In this section, mortality, disease, and health behavior indicators are presented by age group: infants, children, and adolescents. The health status indicators in this section are based on vital statistics and national surveys and surveillance systems. Population-based samples are designed to yield information that is representative of the maternal and child populations that are affected by, or in need of, specific health services or interventions.
- In 2012, approximately 1 in 5 adolescents had a mental disorder and the increased risk for struggles with school, use of drugs and alcohol, and the development of chronic illnesses in adulthood.
- Alcohol is the most commonly used substance among adolescents aged 12–17 years, with 12.9 percent reporting past-month use in 2012. In 2012, 9.5 percent of adolescents reported using illicit drugs, with marijuana the most commonly reported.
- In 2011, 24,001 U.S infants died before their first birthday, representing a rate of 6.07 deaths per 1,000 live births. Conditions related to prematurity accounted for more than a third of these infant deaths.
- In 2011–2012, nearly 30 percent of children aged 2–11 years were overweight or obese, 66.9 percent were of normal weight, and 3.4 percent were underweight. The prevalence of overweight and obesity was highest among Hispanic children (40 percent).
- In 2013, 42 percent of fourth-graders and 36 percent of eighth-graders were at or above proficiency in mathematics, while 35 percent and 36 percent, respectively, were at or above proficiency in reading.

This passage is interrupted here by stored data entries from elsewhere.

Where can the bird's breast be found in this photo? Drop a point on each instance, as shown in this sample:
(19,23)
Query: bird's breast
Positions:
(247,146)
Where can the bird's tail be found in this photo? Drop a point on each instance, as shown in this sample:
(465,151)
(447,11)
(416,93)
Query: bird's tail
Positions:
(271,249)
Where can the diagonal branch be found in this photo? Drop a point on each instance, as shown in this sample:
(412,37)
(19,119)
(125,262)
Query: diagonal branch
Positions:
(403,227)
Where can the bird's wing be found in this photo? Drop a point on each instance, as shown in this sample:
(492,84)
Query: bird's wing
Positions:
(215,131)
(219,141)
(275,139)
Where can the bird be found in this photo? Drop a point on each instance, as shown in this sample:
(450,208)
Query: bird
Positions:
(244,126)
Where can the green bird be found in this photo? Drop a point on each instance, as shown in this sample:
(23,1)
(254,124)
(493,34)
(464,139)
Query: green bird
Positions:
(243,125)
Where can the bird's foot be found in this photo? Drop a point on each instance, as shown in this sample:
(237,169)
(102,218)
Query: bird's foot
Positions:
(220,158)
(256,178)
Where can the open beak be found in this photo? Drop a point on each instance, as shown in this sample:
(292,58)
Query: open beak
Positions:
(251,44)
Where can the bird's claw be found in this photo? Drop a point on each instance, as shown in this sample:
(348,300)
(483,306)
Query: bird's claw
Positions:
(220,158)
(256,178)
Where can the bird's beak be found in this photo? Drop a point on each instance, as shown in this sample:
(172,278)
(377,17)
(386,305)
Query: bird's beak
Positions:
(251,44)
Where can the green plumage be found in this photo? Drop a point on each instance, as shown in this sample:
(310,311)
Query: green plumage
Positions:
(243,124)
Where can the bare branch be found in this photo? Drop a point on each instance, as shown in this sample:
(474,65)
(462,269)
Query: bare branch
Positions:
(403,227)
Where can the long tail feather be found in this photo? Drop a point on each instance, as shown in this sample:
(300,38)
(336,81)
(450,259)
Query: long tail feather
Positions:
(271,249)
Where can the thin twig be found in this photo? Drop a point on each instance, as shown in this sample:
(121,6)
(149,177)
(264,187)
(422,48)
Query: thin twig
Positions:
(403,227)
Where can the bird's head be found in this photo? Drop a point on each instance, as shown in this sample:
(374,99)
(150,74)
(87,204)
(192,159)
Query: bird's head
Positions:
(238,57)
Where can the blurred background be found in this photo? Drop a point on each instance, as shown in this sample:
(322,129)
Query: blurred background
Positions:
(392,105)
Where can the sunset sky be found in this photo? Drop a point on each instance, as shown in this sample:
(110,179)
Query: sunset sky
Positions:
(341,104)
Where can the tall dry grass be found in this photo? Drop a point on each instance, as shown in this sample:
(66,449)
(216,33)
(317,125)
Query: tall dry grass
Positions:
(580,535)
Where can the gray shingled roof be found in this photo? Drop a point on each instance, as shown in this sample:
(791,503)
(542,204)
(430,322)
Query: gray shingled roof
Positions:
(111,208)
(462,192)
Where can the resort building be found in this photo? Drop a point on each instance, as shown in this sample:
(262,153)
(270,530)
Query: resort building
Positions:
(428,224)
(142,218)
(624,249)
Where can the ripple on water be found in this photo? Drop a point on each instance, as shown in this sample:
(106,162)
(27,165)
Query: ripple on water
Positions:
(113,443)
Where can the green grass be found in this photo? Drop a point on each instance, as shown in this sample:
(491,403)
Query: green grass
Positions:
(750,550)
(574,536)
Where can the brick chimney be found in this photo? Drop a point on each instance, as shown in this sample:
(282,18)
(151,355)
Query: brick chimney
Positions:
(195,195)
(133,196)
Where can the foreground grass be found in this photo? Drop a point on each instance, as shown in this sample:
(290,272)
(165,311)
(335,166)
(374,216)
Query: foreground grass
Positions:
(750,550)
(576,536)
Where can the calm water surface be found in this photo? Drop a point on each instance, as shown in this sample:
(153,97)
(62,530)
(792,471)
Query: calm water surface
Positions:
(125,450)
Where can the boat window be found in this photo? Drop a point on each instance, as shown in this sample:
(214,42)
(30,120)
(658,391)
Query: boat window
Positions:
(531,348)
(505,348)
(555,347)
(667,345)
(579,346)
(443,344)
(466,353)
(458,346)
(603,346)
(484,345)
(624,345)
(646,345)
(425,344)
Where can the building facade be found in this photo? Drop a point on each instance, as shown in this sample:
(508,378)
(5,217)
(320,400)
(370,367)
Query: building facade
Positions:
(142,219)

- According to preliminary data for 2013, the overall birth rate for adolescents aged 15–19 years was 26.6 births per 1,000 females, representing an 11 percent decline from 2012 (29.4 per 1,000) and an historic low for the United States.
- In 2013, only 27.1 percent of high school students reported meeting the 2008 U.S. Department of Health and Human Services guidelines for participation in physical activity.
- Nearly 20 percent of high school students reported being bullied on school property and 14.8 percent reported being bullied through e-mail, chat rooms, instant messaging, Web sites, or texting, in 2013.